# Completely removing the intake resonator



## Blasirl (Mar 31, 2015)

I am not sure, but post a link to the video. I am not a big fan of CAI's though as there does not seem to be much information backed up by dyno results. It seems to me that once you remove the air box, all you get is hot air from the engine bay. I was looking at the WS6 style hoods that basically ram the air into the intake.


----------



## evilfix (Jan 13, 2017)

Blasirl said:


> I am not sure, but post a link to the video. I am not a big fan of CAI's though as there does not seem to be much information backed up by dyno results. It seems to me that once you remove the air box, all you get is hot air from the engine bay. I was looking at the WS6 style hoods that basically ram the air into the intake.



Here is that video


----------



## Blasirl (Mar 31, 2015)

evilfix said:


> Here is that video


How-To: Bypass the Intake Resonator 

In case you have not seen it, here is the follow-up:


----------



## evilfix (Jan 13, 2017)

Blasirl said:


> How-To: Bypass the Intake Resonator
> 
> In case you have not seen it, here is the follow-up:


I hadnt seen that, thanks.
He doesnt mention removing that other plastic piece, the resonator so i assume that doesnt need to be done?


----------



## Thebigzeus (Dec 2, 2018)

evilfix said:


> I hadnt seen that, thanks.
> He doesnt mention removing that other plastic piece, the resonator so i assume that doesnt need to be done?

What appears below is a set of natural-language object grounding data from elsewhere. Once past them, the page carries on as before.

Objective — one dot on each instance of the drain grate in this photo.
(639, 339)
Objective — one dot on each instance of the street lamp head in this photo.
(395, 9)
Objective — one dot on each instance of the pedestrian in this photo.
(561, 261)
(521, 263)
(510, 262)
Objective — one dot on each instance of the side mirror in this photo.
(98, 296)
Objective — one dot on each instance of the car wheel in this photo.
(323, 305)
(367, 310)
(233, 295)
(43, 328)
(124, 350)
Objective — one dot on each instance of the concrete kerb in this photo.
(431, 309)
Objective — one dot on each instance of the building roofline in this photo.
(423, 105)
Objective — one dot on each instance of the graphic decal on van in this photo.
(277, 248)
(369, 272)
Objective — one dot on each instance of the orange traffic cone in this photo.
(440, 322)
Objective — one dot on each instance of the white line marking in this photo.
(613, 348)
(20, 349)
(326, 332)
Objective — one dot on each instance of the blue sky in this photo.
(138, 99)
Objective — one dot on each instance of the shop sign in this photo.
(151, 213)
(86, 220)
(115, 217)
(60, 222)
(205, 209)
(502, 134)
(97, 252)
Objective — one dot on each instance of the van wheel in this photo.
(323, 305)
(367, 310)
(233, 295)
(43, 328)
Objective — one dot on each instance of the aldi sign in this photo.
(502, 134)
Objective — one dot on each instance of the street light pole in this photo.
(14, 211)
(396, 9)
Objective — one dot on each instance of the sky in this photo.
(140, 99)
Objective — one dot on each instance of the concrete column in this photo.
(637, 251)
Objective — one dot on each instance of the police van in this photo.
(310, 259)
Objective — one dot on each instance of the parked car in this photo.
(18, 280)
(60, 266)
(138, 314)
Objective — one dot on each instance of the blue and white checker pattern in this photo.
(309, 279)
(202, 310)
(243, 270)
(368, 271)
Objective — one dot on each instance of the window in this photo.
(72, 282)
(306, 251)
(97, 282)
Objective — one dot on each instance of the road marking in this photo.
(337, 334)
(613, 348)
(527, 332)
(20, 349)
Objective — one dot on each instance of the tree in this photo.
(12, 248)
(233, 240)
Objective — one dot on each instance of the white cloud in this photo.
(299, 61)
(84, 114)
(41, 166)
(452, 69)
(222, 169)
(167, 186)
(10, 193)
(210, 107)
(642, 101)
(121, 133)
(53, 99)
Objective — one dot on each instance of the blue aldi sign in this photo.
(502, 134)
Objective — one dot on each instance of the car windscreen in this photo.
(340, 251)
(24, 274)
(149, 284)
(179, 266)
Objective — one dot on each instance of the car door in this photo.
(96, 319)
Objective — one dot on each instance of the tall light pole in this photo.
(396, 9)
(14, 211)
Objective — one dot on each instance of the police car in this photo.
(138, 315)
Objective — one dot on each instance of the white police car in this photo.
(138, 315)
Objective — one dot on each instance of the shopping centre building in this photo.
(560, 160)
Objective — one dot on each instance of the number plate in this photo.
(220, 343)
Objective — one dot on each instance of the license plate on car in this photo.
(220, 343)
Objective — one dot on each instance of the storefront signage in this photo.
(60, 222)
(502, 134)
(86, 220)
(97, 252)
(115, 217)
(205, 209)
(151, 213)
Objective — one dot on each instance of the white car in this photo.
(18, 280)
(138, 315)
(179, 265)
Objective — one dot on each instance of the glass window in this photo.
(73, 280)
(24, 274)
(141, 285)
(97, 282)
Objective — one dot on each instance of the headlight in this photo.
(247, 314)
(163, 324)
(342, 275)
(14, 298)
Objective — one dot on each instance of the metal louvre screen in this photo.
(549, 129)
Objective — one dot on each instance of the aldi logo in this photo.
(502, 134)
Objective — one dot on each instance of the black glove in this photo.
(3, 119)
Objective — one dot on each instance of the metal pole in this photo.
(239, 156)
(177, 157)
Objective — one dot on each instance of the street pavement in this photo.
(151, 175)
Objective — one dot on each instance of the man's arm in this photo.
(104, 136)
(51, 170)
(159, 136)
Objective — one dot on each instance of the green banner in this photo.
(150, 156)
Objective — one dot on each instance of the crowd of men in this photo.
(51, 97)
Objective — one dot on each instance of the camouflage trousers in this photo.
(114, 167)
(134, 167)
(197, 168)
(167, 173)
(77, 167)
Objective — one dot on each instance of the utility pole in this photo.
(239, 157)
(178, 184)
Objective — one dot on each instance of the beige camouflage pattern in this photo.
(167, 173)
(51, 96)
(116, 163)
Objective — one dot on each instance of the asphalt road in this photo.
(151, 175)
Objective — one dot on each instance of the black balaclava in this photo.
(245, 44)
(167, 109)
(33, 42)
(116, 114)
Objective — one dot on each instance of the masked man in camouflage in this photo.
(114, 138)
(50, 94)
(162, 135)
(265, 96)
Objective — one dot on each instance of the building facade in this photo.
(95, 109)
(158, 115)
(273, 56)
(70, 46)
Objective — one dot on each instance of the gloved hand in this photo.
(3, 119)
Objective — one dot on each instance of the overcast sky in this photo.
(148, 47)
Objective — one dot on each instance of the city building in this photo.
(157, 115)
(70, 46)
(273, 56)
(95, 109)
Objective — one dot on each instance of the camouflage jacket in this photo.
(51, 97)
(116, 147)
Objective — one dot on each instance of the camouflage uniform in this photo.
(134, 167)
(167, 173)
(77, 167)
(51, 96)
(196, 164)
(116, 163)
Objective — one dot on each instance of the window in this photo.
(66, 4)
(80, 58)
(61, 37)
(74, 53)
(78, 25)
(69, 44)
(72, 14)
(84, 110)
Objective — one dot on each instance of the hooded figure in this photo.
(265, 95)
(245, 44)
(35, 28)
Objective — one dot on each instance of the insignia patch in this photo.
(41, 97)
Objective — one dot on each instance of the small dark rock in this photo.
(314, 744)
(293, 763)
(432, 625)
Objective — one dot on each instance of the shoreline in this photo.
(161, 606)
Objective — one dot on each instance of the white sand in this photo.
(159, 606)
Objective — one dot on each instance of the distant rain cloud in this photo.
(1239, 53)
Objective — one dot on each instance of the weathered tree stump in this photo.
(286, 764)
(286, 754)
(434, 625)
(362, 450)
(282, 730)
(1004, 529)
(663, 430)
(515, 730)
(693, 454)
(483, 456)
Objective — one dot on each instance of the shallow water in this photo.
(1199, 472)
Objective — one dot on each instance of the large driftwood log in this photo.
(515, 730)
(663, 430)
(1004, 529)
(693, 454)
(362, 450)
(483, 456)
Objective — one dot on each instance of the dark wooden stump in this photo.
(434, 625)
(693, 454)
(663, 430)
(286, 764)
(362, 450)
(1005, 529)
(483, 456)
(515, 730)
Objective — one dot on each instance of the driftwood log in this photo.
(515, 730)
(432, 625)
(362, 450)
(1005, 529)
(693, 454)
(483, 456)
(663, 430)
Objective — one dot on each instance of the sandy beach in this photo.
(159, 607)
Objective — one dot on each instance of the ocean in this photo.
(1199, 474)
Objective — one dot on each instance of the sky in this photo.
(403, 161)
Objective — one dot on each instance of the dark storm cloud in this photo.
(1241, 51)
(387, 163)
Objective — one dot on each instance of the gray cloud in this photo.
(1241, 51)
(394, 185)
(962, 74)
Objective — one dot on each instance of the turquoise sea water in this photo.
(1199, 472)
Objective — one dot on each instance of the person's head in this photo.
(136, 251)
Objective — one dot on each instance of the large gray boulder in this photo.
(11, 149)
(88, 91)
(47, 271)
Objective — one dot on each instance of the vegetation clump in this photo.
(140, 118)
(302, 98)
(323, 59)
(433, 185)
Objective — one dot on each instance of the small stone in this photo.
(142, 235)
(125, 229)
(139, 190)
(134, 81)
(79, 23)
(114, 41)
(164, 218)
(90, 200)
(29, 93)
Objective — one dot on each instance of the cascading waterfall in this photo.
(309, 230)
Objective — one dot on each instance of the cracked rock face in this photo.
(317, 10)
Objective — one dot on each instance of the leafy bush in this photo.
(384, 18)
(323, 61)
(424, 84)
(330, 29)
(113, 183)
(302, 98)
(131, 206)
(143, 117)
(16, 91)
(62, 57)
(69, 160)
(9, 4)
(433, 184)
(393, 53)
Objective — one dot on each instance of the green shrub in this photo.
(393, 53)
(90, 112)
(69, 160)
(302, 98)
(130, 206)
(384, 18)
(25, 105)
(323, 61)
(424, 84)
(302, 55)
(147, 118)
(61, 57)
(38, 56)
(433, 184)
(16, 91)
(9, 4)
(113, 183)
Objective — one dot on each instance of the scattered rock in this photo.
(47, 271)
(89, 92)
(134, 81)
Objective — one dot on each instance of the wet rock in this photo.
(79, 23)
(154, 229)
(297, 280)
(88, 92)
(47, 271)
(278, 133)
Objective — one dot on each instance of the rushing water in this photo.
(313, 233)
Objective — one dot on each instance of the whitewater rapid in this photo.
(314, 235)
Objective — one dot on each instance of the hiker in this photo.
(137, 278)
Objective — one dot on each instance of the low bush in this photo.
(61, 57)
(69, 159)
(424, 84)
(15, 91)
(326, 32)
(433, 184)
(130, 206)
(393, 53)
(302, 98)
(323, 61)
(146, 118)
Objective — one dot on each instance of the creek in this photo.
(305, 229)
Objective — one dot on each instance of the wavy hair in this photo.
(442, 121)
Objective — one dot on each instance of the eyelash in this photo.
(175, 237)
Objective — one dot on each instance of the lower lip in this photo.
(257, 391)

I removed mine fully, but you can simply just disconnect it.


----------



## Blasirl (Mar 31, 2015)

evilfix said:


> I hadnt seen that, thanks.
> He doesnt mention removing that other plastic piece, the resonator so i assume that doesnt need to be done?


Did you read the tutorial?

EDIT: Here is a second one as well: DIY Delete Air Intake Resonator (Pic heavy)


----------